Durante il lugubre sentiero, il musico avanzava da solo con alle spalle Euridice. I primi dubbi di Orfeo furono legati alla presenza effettiva di Euridice; non potendo più toccarla né potendola guardare, in lui si stava insinuando il dubbio e la paura se fosse davvero lì con lui. Quando smetteva di suonare, non sentiva nemmeno il rumore dei passi della moglie. Si rincuorò - le anime non lasciano segni né tantomeno generano rumori - pensò tra sé, riprendendo il cammino. D’improvviso, sentì una Euridice chiamarlo. Lo invitava a girarsi, a guardarla, a darle un bacio. Ma Orfeo non si voltava. I tentativi continuarono e si fecero sempre più intensi e drammatici. Orfeo, tremante, proseguì senza sosta, cosciente che quelle voci erano le tentazioni degli inferi, per nulla accomodanti nel lasciar andar via un’anima dall’oltretomba. Arrivato finalmente alle porte dell’Ade, non resistendo più, Orfeo si voltò di scatto per ricambiare lo sguardo della ninfa. Euridice, però, non aveva ancora completamente raggiunto l’uscita, era rimasta indietro, rallentata nei suoi passi dalla ferita che aveva alla caviglia, il morso del serpente. Euridice cominciò a svanire e, davanti allo sguardo attonito di Orfeo, morì una seconda volta.

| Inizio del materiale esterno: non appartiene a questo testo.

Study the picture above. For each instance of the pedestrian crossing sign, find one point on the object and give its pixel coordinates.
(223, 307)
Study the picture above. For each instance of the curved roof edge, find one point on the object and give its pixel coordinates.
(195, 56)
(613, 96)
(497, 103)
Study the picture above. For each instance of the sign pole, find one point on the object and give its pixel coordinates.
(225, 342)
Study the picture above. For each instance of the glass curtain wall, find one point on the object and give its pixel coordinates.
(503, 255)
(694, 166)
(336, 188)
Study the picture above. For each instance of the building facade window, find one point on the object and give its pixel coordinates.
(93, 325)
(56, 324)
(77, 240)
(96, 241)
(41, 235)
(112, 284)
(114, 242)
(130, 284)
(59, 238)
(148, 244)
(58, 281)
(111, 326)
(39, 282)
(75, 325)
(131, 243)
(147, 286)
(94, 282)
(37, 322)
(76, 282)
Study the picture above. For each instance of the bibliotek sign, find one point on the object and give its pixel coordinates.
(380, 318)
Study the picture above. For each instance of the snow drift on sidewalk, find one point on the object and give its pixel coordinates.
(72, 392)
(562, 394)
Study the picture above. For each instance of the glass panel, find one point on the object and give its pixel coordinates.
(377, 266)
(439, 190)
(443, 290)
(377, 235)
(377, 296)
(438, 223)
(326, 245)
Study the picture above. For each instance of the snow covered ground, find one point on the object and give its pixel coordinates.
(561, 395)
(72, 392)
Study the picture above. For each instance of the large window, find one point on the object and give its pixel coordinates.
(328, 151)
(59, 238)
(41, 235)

Il suonatore cadde a terra, distrutto dal dolore, lasciandosi andare alla più straziante disperazione. Gli occhi intrisi di lacrime si levarono verso il cielo, ed egli implorò l’intervento misericordioso di Zeus. Nessuno venne in soccorso di Orfeo, che rimase solo ad osservare, tra i singhiozzi, quella stella accesa che era nata dalla musica decantata per la sua Euridice, quando ad ella si dichiarò. Orfeo notò come la luce di quella stella priva di costellazione si stava affievolendo. Il suo amore era imperituro ma l’addio di Euridice aveva spento la luce della sua esistenza e la stella sembrava esserne conscia, diminuendo la propria radiosa intensità.
Orfeo pianse ininterrottamente per oltre sette mesi. Da quel momento la sua melanconica melodia non farà altro che incantare gli alberi che un tempo vegliavano sulla sua amata e che l’accompagnarono, silenti, nella sua crescita da ragazza a donna. Dopo la perdita della sua sposa, Orfeo non proverà più alcuna forma di amore per nessun’altra, restando perennemente fedele al ricordo del suo eterno amore. La sua arte, però, attirerà l’attenzione delle Menadi, che arderanno di passione per lui. Orfeo le rifiuterà più volte, finché furiose, le stesse lo uccideranno, inveendo e martoriando terribilmente il suo corpo. La testa di Orfeo finirà sulla lira la quale, lasciata navigare senza meta sul fiume, raggiungerà il mare senza mai smettere di cantare, spingendosi fino all’isola di Lesbo. Orfeo cantava, e cantava senza sosta le stesse strofe che un tempo intonava la sua sposa.
In quell’attimo, Zeus, commosso dall’amore di Orfeo, raccolse la lira e la pose tra le stelle. Il Padre degli dei plasmò con le sue mani una costellazione, proprio attorno a quella stella morente, concepita dall’amore. La stella riprese improvvisamente “vita”, e si accorse d’essere avvolta dalla costellazione della Lira. L’anima di Orfeo venne eternata nel cielo e il suo cuore avvolto a quella sua stella.
Nei Campi Elisi, Euridice vagava come un’anima beata, ma non ricordava nulla della sua vita trascorsa. Eppure, avvertiva un’insoddisfazione recondita ed elusiva. Era l’assenza del suo ricordo più caro divenuto, con l’arte e l’amore, immortale. Si avvicinò, quando il sole scomparve all’orizzonte, ad una caverna sita ai confini del paradiso greco. Tale spelonca custodiva una spaccatura, un’apertura tra le sue rocce che si affacciava sul cielo degli uomini.
Fu in quel momento che vide la stella della costellazione della Lira brillare di luce propria, ed ella rammentò. Orfeo le stava dando un bacio.